The markers are NOT universal. They're not always accurate either, especially if the range is sloped. There's one range near my house that is a ski hill too. They say that they adjusted for the slope when they put the yardage signs up, but I can barely clear the 200 yd sign.


----------



## 65nlovenit (Dec 8, 2006)

When a golf course is first designed, the architect will lay out a base yardage for each hole, based on land availability, owner preference and USGA yardage standards. The architect then takes several individual yardages for each hole to represent the different Tee box colors typically Red/White/Blue/Black. These yardages have no preset value and are strictly up to the owners descretion as to their placement. 
The current yardage guidelines are these for men:
Par 3 - Up to 250 yards
Par 4 - 251 to 470 yards
Par 5 - 471 yards to 690 yards
Par 6 - 691 yards or more


----------



## Foster4 (May 2, 2007)

par 6? ...never seen one of those bad boys


----------



## Fourputt (Nov 18, 2006)

65nlovenit said:


> When a golf course is first designed, the architect will lay out a base yardage for each hole, based on land availability, owner preference and USGA yardage standards. The architect then takes several individual yardages for each hole to represent the different Tee box colors typically Red/White/Blue/Black. These yardages have no preset value and are strictly up to the owners descretion as to their placement.
> The current yardage guidelines are these for men:
> Par 3 - Up to 250 yards
> Par 4 - 251 to 470 yards
> ...


Not sure if you missed it, but he was talking about RANGE yardages, not on course.


----------



## lefecious (Jul 11, 2007)

I found out the black marker on this range is 185 yards. I was getting out there pretty consistently with my 5 wood using my old man swing. For some reason, old man swing doesn't work as good on my 3 wood, as I only reached the black marker maybe 2 or 3 times out of a 30 ball bucket.

However, I noticed that this range has a tailwind that always blows the same direction. So however far you hit on this range you have to subtract 10 to 15 yards because that wind helped your distance.


----------



## 373 (Jun 9, 2006)

Before the quality of range balls improved, up until about 15 years ago, range balls were made to withstand terrible abuse, but they didn't go as far.
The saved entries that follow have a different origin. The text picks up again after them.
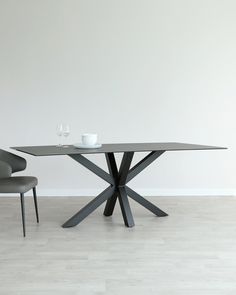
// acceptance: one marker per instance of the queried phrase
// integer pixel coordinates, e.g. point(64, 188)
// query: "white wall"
point(130, 70)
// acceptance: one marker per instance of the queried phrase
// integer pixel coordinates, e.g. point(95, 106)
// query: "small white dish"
point(83, 146)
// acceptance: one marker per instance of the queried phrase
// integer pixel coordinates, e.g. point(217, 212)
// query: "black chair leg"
point(36, 204)
point(23, 212)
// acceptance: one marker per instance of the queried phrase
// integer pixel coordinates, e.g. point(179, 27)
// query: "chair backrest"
point(17, 163)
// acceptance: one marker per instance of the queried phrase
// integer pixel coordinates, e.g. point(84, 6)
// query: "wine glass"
point(60, 133)
point(66, 132)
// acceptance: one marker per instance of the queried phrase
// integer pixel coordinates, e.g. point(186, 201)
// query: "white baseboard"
point(142, 191)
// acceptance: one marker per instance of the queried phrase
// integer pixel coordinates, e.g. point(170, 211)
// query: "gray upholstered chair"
point(10, 163)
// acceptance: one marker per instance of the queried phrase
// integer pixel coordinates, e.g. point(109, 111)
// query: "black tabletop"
point(113, 148)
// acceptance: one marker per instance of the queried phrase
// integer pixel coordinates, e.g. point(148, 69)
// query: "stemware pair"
point(63, 130)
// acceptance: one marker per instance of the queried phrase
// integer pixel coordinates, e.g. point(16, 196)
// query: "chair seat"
point(17, 184)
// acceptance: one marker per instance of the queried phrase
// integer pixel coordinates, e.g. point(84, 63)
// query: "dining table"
point(116, 177)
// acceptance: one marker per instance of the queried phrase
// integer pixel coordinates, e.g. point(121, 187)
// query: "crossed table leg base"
point(117, 189)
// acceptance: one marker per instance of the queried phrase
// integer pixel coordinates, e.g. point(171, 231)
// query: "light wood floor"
point(192, 251)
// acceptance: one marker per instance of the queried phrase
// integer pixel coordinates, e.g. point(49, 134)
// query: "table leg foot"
point(125, 207)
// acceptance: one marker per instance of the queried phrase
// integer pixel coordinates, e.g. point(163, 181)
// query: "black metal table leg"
point(125, 207)
point(112, 167)
point(145, 203)
point(89, 208)
point(118, 188)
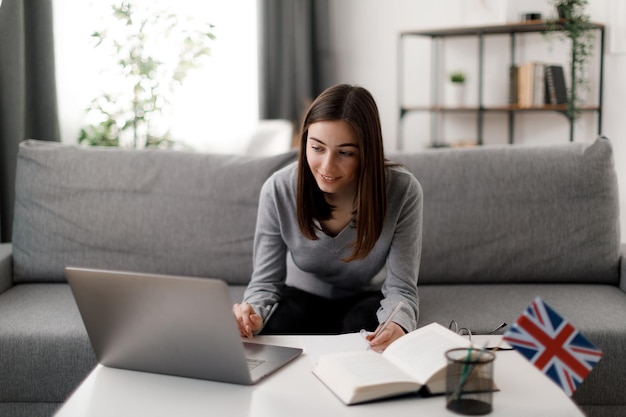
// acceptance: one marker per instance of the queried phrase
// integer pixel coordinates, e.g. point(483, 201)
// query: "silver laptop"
point(171, 325)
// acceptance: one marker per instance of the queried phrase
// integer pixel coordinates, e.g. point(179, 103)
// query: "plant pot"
point(457, 94)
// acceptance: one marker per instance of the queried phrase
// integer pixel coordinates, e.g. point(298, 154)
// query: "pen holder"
point(469, 381)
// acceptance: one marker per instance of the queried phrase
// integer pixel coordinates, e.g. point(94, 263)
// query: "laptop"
point(172, 325)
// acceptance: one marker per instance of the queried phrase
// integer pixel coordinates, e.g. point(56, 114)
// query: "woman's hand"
point(247, 319)
point(385, 338)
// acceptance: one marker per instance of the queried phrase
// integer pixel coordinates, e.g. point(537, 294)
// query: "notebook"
point(173, 325)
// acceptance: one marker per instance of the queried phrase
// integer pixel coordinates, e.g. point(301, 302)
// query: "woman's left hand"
point(385, 338)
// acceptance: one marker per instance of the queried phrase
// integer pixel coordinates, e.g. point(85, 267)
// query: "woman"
point(327, 227)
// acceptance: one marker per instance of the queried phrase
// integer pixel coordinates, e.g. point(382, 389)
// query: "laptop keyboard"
point(253, 363)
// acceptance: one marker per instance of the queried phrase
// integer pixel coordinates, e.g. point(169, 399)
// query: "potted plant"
point(457, 80)
point(151, 51)
point(457, 77)
point(574, 23)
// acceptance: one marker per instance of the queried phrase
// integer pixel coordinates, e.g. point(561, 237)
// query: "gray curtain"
point(295, 59)
point(28, 103)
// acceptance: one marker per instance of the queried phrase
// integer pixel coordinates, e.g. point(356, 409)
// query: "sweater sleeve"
point(403, 259)
point(269, 255)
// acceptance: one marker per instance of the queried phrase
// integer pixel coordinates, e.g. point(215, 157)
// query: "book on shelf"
point(539, 84)
point(534, 84)
point(413, 363)
point(555, 89)
point(513, 84)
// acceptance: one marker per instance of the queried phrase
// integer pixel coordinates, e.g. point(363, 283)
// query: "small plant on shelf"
point(574, 23)
point(457, 77)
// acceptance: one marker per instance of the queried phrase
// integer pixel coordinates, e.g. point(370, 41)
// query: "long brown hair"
point(356, 106)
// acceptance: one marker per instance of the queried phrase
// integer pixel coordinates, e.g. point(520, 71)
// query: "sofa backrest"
point(491, 214)
point(518, 213)
point(150, 211)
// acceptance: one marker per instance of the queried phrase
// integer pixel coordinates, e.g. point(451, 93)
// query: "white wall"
point(365, 36)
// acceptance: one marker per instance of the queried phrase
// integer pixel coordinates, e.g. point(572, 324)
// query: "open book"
point(412, 362)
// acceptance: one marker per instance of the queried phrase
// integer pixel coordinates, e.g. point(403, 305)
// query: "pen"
point(388, 321)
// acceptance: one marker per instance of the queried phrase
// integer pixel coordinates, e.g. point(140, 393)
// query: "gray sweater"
point(282, 255)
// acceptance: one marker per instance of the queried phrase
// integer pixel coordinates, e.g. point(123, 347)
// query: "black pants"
point(300, 312)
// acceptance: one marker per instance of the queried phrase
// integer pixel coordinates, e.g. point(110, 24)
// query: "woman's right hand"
point(247, 319)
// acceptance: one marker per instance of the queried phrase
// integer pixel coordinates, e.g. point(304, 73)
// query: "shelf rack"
point(480, 109)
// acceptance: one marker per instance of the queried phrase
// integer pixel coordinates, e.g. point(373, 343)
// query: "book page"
point(364, 368)
point(362, 376)
point(421, 353)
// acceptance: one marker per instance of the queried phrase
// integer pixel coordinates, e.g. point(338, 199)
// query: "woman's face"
point(332, 151)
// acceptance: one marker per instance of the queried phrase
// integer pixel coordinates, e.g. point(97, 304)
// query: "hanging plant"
point(574, 23)
point(151, 50)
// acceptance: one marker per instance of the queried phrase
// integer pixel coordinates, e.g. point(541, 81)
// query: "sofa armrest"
point(6, 266)
point(622, 267)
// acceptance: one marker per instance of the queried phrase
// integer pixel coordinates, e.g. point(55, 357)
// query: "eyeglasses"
point(454, 326)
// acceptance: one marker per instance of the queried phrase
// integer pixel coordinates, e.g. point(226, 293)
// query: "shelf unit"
point(513, 30)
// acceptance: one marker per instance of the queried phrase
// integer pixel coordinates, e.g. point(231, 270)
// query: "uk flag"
point(553, 345)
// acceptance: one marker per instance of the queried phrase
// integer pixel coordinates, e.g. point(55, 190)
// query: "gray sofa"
point(502, 225)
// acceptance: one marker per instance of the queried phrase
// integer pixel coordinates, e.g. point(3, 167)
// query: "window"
point(216, 107)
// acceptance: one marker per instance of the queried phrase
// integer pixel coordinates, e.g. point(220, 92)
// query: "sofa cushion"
point(519, 213)
point(141, 210)
point(44, 349)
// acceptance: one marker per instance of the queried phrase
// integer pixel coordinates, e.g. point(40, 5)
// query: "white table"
point(295, 391)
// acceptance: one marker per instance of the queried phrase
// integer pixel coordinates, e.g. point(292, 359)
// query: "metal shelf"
point(480, 109)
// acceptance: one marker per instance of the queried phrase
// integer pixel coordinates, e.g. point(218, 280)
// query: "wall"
point(365, 37)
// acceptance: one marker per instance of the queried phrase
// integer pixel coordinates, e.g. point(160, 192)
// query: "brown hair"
point(356, 106)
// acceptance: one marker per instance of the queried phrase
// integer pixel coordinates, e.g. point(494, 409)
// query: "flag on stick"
point(553, 345)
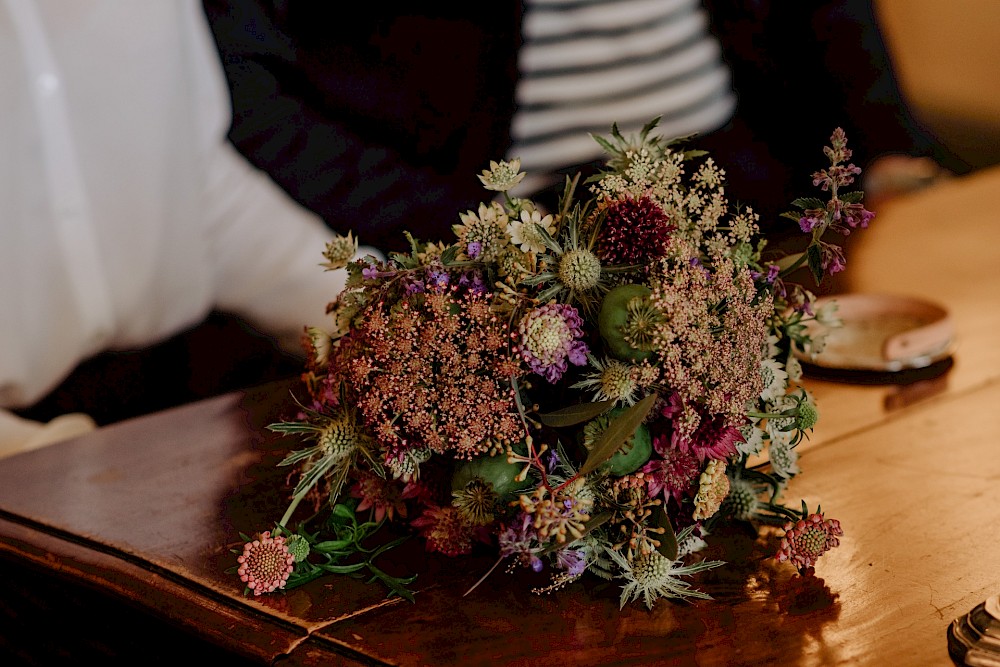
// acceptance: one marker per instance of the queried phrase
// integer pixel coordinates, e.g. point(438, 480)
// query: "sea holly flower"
point(551, 337)
point(340, 251)
point(651, 576)
point(807, 539)
point(713, 487)
point(265, 564)
point(484, 231)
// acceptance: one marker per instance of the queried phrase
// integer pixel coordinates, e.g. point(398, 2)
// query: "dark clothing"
point(380, 123)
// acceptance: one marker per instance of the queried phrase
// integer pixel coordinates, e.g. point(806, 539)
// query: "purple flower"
point(515, 540)
point(550, 336)
point(572, 561)
point(812, 219)
point(438, 280)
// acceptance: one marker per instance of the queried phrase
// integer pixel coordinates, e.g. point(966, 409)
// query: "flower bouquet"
point(588, 389)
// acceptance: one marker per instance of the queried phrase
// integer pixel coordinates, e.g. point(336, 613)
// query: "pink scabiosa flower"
point(265, 563)
point(673, 475)
point(712, 439)
point(807, 539)
point(635, 231)
point(550, 336)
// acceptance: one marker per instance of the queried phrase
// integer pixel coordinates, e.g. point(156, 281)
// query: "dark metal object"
point(974, 639)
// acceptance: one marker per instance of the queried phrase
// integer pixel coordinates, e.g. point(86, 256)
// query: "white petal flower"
point(775, 379)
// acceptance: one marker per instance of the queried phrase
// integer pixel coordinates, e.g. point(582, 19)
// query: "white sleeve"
point(267, 250)
point(21, 435)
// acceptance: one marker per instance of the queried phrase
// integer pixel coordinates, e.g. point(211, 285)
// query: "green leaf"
point(575, 414)
point(668, 541)
point(593, 523)
point(547, 239)
point(809, 202)
point(292, 427)
point(815, 262)
point(342, 569)
point(852, 197)
point(539, 278)
point(617, 434)
point(449, 254)
point(299, 455)
point(332, 545)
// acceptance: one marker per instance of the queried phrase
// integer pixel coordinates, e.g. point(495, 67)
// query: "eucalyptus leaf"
point(852, 197)
point(809, 202)
point(617, 434)
point(668, 541)
point(816, 262)
point(575, 414)
point(590, 525)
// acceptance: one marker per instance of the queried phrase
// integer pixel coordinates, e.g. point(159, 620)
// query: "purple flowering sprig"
point(842, 213)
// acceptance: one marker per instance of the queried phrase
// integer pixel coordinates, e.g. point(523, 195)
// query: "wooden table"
point(131, 527)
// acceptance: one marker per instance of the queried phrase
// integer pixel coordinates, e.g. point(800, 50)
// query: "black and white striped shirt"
point(586, 64)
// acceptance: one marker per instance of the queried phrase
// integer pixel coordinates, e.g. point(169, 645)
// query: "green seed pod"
point(633, 455)
point(613, 318)
point(493, 469)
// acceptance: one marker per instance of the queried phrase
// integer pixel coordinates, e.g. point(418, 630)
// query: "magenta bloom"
point(265, 564)
point(635, 231)
point(550, 337)
point(808, 539)
point(713, 439)
point(674, 475)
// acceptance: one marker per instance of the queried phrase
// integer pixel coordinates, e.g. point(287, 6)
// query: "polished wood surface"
point(144, 513)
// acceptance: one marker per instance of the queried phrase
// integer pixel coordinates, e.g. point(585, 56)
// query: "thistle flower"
point(653, 576)
point(265, 564)
point(550, 337)
point(502, 176)
point(807, 539)
point(612, 380)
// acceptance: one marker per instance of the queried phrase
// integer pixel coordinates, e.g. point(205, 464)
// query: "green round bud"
point(492, 469)
point(298, 546)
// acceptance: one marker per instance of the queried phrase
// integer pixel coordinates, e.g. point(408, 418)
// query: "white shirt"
point(125, 215)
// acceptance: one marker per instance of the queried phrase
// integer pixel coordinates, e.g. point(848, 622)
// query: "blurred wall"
point(946, 54)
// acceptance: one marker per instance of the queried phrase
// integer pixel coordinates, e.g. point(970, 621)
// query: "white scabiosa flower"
point(525, 232)
point(502, 176)
point(775, 379)
point(753, 440)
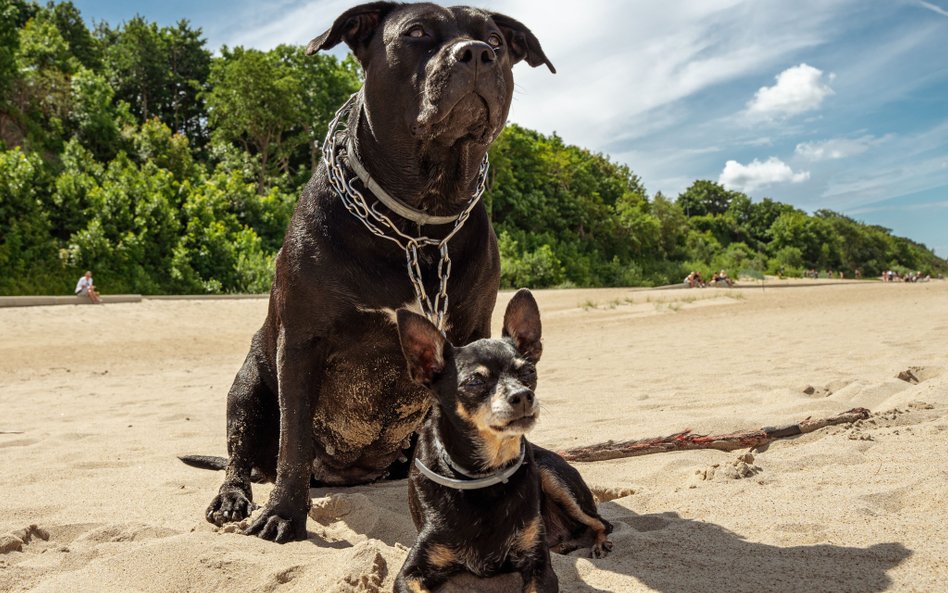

So, distance markers were often pulled in to equalize the poor reaction the range ball would give you for a well struck shot. For example, if I hit an 8 iron 150 yards, I might only hit those old range balls 140 yards. The sign would be moved in a bit to even things out and I wouldn't go home wondering why I couldn't hit my 8 iron that day.

At the course where I prefer to practice, because they have a grass range, they have flags out in the landing area. Each day, depending where they put the tee area, they will stick a little sign in the ground that says it is such and such distance to the red flag, so and so distance to the black flag, whatever distance to the white flag. It leaves you having to calculate your distances a bit, seeing your ball pass or fall short of a flag, but nobody seems to complain.


----------